Les mots me manquent. C'est le thème général de ces conférences. Et celle d'aujourd'hui a pour titre "Le métier". Il est probable que l'on attend du conférencier une réflexion sur le métier des mots – le métier de l'écrivain, son savoir-faire. Mais il y a là quelque chose d'incongru, d'inadéquat, autour de ce terme appliqué aux mots. Le dictionnaire anglais, vers lequel nous nous tournons chaque fois qu'un problème se pose, nous conforte dans nos doutes. Il est écrit que métier a deux sens ; d'abord, fabriquer des objets utiles, faits d'une matière solide – par exemple une cruche, une chaise, une table. Mais c'est également savoir-faire, qui peut signifier cajoleries, belles paroles. Donc nous n'en savons pas beaucoup plus sur les mots, cela, nous le savons - les mots ne fabriquent jamais rien d'utile ; mais ce sont les seules choses qui disent la vérité et rien que la vérité. En conséquence, parler de savoir-faire à propos des mots équivaut à essayer de réunir deux idées qui n'ont rien à faire ensemble, et qui, si elles s'accouplent, ne pourront que donner naissance à une sorte de monstre tout juste bon à être exposé dans la vitrine d'un musée. Ainsi, le titre de cette conférence doit être modifié sans tarder, et être remplacé par, disons, Une déambulation autour des mots. Car, lorsque vous coupez la tête d'une conférence, elle se conduit comme une poule que l'on a décapitée. Elle tourne en rond jusqu'à ce qu'elle s'écroule, morte - à ce que racontent les gens qui ont tué une poule.
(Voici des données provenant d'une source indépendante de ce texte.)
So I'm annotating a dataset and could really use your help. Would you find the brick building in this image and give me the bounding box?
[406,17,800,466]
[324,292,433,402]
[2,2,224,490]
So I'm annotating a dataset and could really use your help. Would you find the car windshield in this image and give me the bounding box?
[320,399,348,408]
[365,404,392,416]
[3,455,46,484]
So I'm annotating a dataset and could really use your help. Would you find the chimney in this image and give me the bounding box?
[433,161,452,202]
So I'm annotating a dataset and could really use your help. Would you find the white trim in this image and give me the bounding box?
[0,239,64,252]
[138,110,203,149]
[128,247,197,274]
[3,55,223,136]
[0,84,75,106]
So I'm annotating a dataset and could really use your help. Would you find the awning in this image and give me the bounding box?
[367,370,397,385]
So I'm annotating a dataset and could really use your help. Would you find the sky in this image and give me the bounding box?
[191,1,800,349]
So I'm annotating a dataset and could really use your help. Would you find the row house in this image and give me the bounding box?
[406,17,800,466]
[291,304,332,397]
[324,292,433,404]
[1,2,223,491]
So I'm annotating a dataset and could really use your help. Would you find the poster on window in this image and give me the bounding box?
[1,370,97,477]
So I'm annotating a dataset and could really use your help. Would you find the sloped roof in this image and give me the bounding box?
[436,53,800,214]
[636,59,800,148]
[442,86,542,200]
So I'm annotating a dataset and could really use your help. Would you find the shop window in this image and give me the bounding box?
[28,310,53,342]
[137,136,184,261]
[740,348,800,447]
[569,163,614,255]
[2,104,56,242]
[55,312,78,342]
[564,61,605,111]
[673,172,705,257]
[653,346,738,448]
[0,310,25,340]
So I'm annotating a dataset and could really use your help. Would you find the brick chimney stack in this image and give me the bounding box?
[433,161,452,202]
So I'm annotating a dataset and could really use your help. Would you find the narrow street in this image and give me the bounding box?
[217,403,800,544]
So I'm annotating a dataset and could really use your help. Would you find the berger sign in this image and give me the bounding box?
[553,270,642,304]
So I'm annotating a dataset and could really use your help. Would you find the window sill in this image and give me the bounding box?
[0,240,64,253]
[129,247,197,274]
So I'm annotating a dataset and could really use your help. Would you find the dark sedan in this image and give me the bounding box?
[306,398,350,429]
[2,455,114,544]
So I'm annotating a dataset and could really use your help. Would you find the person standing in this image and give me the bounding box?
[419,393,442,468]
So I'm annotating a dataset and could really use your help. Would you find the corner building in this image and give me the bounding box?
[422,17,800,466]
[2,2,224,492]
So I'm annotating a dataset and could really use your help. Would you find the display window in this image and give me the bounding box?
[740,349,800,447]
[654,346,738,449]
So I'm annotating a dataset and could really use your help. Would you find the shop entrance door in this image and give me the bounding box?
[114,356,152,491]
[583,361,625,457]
Voilà ce que va être le déroulement – si elle ne tourne pas en rond – de cette conférence sans tête.

Virginia Woolf
Extrait de "Les mots"
Les livres tiennent tout seuls sur les pieds
Les Belles lettres, 2017

Le texte, prononcé à la BBC en 1937
fut publié en 1942 dans The Death of the Moth and Other Essays
[La mort de la phalène et autres essais].